La gifle n’est pas un geste désespéré, ni un geste de colère contre un président haï. C’est un geste d’humiliation porté contre le principe même de l’autorité de l’État. C’est l’ultime limite franchie dans la mise à bas de toute autorité. Si l’on peut gifler même le président de la République, on peut gifler le professeur, le policier, le maire, n’importe qui. Le problème n’est pas moral, il est social. Ceux qui condamnent moralement le geste et lui trouvent de bonnes raisons politiques n’ont rien compris à la crise de l’autorité et à ce qu’elle annonce de malheurs à venir. Il serait temps d’essayer de prendre la mesure de ce que ce genre d’évènement peut produire dans l’esprit de chaque citoyen et de chaque enfant.

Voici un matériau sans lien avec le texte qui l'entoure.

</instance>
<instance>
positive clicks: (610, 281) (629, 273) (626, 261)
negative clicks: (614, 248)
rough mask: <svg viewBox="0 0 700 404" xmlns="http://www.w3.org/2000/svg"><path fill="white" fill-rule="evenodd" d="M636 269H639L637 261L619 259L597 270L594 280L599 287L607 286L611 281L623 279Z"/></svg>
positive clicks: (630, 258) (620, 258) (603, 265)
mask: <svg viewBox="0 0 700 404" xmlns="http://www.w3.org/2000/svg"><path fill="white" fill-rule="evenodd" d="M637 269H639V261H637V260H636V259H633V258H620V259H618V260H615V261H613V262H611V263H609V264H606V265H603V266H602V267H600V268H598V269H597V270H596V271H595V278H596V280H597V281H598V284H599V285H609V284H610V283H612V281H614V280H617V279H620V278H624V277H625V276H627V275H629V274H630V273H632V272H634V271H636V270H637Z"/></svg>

Pensez-vous que cet événement est le signe d’une désacralisation de la fonction présidentielle sous Emmanuel Macron ? Peut-on faire remonter cette tendance plus en arrière ?

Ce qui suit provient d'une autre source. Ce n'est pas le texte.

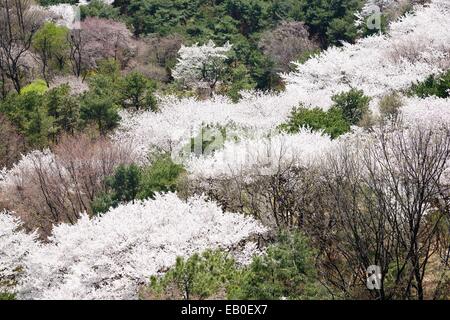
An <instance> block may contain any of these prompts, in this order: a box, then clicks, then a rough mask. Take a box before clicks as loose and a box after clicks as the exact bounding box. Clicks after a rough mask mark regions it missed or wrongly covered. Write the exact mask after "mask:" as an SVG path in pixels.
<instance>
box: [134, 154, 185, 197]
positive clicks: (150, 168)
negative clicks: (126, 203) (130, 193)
mask: <svg viewBox="0 0 450 320" xmlns="http://www.w3.org/2000/svg"><path fill="white" fill-rule="evenodd" d="M183 173H184V168H183V166H182V165H180V164H176V163H174V162H173V161H172V159H171V158H170V156H169V155H160V156H157V157H156V158H155V159H154V160H153V162H152V164H151V166H149V167H147V168H144V170H143V172H142V177H141V181H140V184H139V193H138V198H139V199H146V198H152V197H153V196H154V195H155V193H156V192H169V191H170V192H174V191H176V190H177V185H178V181H179V178H180V176H181V175H182V174H183Z"/></svg>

Oui, on peut y voir une manifestation de la désacralisation de la fonction présidentielle. Celle-ci s’inscrit dans un processus généralisé de désacralisation. Tout y concourt, depuis longtemps : l’inculture, le quinquennat, l’argent, la marchandisation, l’utilitarisme, etc. Laissons là l’inventaire à la Prévert sans fin des causes délétères.

Ne cherchons plus les responsables, d’une certaine façon, nous le sommes tous. Cherchons plutôt les remèdes avant qu’il soit trop tard

La raison principale est l’oubli que le sacré fixe les limites au-delà desquelles nulle société n’est possible. Après avoir détruit le sacré religieux, nous avons détruit le sacré national, le sacré républicain et le sacré civique. Maintenant nous sommes au pied du mur de la violence anomique. Ne cherchons plus les responsables, d’une certaine façon, nous le sommes tous. Cherchons plutôt les remèdes avant qu’il soit trop tard et que, comme diraient les anthropologues, le sacré, puisque nous ne pouvons pas nous en passer, revienne, comme souvent dans l’histoire des civilisations, par le sacrifice sanglant. Comme quoi, une simple gifle peut avoir des conséquences beaucoup plus graves qu’il y paraît.